Is there anything I've missed?

COMMENT: I appreciate the wealth of experience and information provided here but must agree with some postings that sometimes the 'fixes' PRESUME a level of competence that 'NOOBs' (Newbies) like me just don't have - PLEASE, when somebody says they are not a programmer or are newbies lay it out step by step - remember, you had to learn once-upon-a-time too :^)

Thanks to all contributers - I plan to work my way through the rest of <spooks> suggestions as time permits.

Cheers, Mark

[spooks]

lanrat, on 30 December 2009, 17:59, said:

DISPLAYS THE USERNAME required

Its your browser that remebered the last username u used, try visiting with another browser!!

[MattReid]

Jan Zonjee, on 18 July 2009, 07:23, said:

In the German forum there is [url="http://forums.oscommerce.de/index.php?showtopic=70425"]After you rename the admin directory you will have to change two lines in the renamed_admin_directory/includes/configure.php:

define('DIR_WS_ADMIN', '/renamed_admin_directory/');
define('DIR_FS_ADMIN', '/your/path/to/directory/renamed_admin_directory/');

Hello, I skimmed the thread and couldn't see this already asked, sorry if I missed it.....


I notice in my 2.2RC2a, admin/includes/configure.php reads:

define('DIR_WS_ADMIN', '/admin/');
define('DIR_FS_ADMIN', DIR_FS_DOCUMENT_ROOT . DIR_WS_ADMIN);

Presumably this means I only have to change the first line? And nothing else anywhere else?

Edited by MattReid, 20 January 2010, 21:26.

[DunWeb]

Matt,

If, for example you changed your admin folder name to MATT

the line would read

define('DIR_WS_ADMIN', '/matt/');

When Jan refered to the file as: define('DIR_WS_ADMIN', '/renamed_admin_directory/'); he ment that renamed_admin_directory is whatever you have renamed it to. NOT literally "renamed_admin_directory"


Chris

[Jan Zonjee]

Quote

I notice in my 2.2RC2a, admin/includes/configure.php reads:

define('DIR_WS_ADMIN', '/admin/');
define('DIR_FS_ADMIN', DIR_FS_DOCUMENT_ROOT . DIR_WS_ADMIN);

Presumably this means I only have to change the first line? And nothing else anywhere else?
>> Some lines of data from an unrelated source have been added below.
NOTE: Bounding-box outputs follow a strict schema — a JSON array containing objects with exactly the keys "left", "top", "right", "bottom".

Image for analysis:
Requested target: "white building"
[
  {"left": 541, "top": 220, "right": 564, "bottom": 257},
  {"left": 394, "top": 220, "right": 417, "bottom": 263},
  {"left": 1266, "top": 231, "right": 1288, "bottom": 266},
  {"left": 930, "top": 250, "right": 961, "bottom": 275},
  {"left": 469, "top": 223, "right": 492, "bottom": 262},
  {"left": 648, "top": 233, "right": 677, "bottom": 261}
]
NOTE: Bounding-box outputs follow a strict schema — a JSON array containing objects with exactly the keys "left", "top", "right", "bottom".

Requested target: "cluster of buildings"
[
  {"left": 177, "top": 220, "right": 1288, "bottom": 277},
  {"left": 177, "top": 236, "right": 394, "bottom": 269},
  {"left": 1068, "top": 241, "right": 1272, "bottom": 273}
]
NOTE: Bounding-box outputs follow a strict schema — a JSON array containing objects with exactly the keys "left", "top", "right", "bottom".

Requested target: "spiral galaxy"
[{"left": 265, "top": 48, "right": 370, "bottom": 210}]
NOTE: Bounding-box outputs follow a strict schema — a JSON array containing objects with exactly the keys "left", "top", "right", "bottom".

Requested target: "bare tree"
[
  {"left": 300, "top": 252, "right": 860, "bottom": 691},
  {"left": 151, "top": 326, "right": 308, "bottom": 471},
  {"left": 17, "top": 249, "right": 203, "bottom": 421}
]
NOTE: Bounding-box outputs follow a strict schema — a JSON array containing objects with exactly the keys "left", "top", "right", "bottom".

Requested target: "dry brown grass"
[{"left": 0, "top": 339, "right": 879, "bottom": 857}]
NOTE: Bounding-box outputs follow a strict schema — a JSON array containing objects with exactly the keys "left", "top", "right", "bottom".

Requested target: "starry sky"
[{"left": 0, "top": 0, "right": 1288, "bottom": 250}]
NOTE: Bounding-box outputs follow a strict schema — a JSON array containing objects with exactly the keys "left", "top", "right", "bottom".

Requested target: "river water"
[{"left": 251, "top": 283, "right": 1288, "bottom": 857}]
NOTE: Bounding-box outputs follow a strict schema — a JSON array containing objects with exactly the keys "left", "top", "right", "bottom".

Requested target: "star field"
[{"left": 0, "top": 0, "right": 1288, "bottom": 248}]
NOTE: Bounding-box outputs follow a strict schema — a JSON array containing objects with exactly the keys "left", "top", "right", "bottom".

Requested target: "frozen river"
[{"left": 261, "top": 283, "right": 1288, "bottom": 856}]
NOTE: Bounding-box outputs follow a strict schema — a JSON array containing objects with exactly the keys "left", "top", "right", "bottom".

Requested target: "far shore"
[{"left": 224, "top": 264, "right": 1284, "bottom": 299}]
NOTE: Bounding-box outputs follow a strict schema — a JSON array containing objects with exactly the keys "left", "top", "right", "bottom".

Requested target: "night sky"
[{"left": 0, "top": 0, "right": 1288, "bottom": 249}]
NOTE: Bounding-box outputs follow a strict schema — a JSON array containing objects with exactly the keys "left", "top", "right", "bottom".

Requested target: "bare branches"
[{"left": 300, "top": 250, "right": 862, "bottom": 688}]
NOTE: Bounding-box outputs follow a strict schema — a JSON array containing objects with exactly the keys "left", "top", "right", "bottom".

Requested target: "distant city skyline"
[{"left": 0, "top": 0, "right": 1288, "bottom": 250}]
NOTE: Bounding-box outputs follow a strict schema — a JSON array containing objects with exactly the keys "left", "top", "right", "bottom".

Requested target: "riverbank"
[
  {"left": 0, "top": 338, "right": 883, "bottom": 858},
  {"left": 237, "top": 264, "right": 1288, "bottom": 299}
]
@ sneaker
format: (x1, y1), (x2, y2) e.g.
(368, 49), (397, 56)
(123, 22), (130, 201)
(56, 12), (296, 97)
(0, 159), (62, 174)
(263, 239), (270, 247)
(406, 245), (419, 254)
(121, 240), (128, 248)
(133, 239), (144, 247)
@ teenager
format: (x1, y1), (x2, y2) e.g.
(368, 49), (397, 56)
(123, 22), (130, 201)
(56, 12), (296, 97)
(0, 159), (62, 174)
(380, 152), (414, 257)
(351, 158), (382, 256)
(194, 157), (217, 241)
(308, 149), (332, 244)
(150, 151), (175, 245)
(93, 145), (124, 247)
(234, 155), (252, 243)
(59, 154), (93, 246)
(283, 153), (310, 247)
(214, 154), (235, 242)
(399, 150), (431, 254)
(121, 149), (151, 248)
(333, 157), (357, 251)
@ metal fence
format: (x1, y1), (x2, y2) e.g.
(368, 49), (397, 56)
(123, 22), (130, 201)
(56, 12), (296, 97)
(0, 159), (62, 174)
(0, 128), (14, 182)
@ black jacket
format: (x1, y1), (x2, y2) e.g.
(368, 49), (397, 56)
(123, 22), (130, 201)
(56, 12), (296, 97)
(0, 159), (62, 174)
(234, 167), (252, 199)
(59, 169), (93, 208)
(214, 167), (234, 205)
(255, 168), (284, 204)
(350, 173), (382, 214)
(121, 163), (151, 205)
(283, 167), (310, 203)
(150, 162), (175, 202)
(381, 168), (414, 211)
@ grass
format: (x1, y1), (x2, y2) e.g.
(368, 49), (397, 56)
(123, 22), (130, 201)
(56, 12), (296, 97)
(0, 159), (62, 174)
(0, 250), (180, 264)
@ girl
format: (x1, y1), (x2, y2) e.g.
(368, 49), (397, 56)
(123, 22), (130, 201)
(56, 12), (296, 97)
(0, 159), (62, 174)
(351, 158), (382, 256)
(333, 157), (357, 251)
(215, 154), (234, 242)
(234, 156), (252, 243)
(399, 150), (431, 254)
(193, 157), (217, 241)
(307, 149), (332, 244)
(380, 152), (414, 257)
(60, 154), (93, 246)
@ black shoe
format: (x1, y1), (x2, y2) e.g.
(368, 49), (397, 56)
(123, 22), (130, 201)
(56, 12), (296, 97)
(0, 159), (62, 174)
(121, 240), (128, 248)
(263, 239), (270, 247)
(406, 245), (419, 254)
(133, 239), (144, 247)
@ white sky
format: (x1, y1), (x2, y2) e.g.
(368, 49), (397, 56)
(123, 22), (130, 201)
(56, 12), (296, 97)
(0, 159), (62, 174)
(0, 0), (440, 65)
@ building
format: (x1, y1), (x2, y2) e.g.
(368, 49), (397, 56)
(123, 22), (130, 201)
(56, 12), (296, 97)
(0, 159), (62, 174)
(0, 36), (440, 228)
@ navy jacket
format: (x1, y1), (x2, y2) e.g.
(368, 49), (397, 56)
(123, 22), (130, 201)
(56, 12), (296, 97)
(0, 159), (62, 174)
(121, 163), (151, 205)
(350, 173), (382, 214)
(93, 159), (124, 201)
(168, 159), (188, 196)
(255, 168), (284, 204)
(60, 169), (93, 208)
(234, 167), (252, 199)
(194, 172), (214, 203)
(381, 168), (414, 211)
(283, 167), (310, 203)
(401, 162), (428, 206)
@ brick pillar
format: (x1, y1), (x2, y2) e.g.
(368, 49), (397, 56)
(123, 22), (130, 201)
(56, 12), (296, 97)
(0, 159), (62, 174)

Yes, indeed. This is in the "default" configure.php that you can change manually, but is overwritten when you do the install with the install script.

[MattReid]

Ah, yes that's what I meant Jan, I see now, thanks for the clear reply. (Dank u wel voor uw medewerking, or something close to that )

[MattReid]

Jan Zonjee, on 18 July 2009, 07:23, said:

Delete admin/filemanager.php and associated links.
Delete admin/define_language.php and associated link in the "Tools" box.

Hello again. Please could you tell me where any other link to filemanager.php might be? Apart from in the "Tools" box? Thanks.

Edited by MattReid, 15 February 2010, 11:36.